# Brushes: Japanese, French, Chinese



## thebunnykid (Jun 18, 2012)

Hi All I'm new to this forum so forgive me if this was discussed here before.

  	Anyways, I was reading and researching about how to spot fake brushes and I've come across a video explaining and juxtaposing the brushes. One of the criteria was to look at the "Ferrule" (metal part that holds the bristle) of the brush.  She mentioned that authentic MAC brushes will have rounded ferrules right where you grip the brushes and fake ones have "flat" ferrules. 
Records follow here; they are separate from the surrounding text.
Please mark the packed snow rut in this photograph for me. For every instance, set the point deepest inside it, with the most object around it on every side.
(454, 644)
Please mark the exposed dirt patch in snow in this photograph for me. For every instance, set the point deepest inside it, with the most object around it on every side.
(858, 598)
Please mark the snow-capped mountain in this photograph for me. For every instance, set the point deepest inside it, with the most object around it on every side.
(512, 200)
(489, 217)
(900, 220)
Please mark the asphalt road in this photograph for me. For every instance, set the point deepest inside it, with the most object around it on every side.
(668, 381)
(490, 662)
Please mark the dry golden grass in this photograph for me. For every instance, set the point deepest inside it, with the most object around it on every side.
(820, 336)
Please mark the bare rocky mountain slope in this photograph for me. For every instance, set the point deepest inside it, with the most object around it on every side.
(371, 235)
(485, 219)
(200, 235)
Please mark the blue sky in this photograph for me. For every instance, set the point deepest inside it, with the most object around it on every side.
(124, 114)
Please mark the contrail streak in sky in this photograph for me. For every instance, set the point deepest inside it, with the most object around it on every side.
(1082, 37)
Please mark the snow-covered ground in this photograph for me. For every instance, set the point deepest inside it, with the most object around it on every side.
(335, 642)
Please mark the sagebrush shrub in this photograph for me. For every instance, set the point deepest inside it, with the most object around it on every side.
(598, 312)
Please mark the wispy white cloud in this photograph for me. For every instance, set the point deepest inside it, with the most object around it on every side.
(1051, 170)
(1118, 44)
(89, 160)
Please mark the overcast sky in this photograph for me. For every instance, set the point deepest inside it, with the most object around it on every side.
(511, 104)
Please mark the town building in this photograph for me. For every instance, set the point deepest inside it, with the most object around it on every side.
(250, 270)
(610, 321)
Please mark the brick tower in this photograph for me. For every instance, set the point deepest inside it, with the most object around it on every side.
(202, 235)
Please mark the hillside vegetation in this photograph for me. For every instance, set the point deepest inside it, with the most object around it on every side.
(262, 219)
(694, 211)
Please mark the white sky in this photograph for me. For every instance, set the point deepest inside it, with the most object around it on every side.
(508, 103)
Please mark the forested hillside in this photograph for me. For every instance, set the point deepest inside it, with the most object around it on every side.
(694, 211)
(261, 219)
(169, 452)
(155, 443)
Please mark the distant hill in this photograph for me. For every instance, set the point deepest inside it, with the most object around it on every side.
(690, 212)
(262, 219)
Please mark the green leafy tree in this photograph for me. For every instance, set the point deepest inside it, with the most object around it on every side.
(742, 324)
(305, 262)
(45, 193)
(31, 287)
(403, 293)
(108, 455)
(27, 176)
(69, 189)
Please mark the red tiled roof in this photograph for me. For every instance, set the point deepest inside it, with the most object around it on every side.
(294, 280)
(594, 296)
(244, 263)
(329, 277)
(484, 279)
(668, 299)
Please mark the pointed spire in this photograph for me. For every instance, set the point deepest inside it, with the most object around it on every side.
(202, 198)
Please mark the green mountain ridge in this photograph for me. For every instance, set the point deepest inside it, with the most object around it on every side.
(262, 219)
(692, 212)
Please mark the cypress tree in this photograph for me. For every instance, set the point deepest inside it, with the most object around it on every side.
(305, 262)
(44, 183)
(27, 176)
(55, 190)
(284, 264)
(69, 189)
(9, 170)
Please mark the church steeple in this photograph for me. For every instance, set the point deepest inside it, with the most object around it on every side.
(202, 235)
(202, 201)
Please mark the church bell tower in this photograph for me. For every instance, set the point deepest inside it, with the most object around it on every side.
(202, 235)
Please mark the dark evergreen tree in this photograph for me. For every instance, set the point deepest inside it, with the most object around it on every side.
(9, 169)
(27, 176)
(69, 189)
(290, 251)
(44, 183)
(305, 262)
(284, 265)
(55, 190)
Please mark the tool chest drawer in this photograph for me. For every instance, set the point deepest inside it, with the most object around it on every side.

  	So even though I bought all of my brushes in the actual MAC store, I went ahead and check anyways.  What I noticed is that all of my brushes with prominent rounded ferrules came from Japan (129, 168, 138, 204, 130, 109, 239, 217, 219).   The ones that didn't came from France (210, 268, 224).  I have one that has slightly rounded ferrule and it came from China (286). I also have one that doesn't have any origin label (209).

  	Any thoughts on this? These are all brand new, so I can't compare them to the really old MAC brushes.


----------



## shellygrrl (Jun 20, 2012)

The 116 is also made in Japan, as an FYI.   Anyhoo. Don't know how to help you.


----------



## thebunnykid (Jun 20, 2012)

I'm just curious about what others think.  It made me a little nervous because obviously I don't want the fake brushes. I'm paying for quality hand made brushes.  

  	Another thing... I read that the labels on fake brushes wont chip easy even when you try chipping it with your nails and guess what my 286 (china) doesn't  chip ... and I bought that one direct from the M.A.C. store.  I'm thinking that one was machine made and not hand crafted. 

  	I might be overreacting.. :/


----------



## shellygrrl (Jun 22, 2012)

I think I read somewhere MAC's made in China brushes (286, 167SH, all the ones in the holiday sets and the like) are, indeed, machine-cut.  Try not to panic, though! I totally understand you're concerned, but I don't think there's much need to be.


----------



## lenchen (Jun 24, 2012)

Interesting thread the bunny kid as an owner of  a lot of Mac brushes some really old I'd like to know.. Hopefully someone can answer.


----------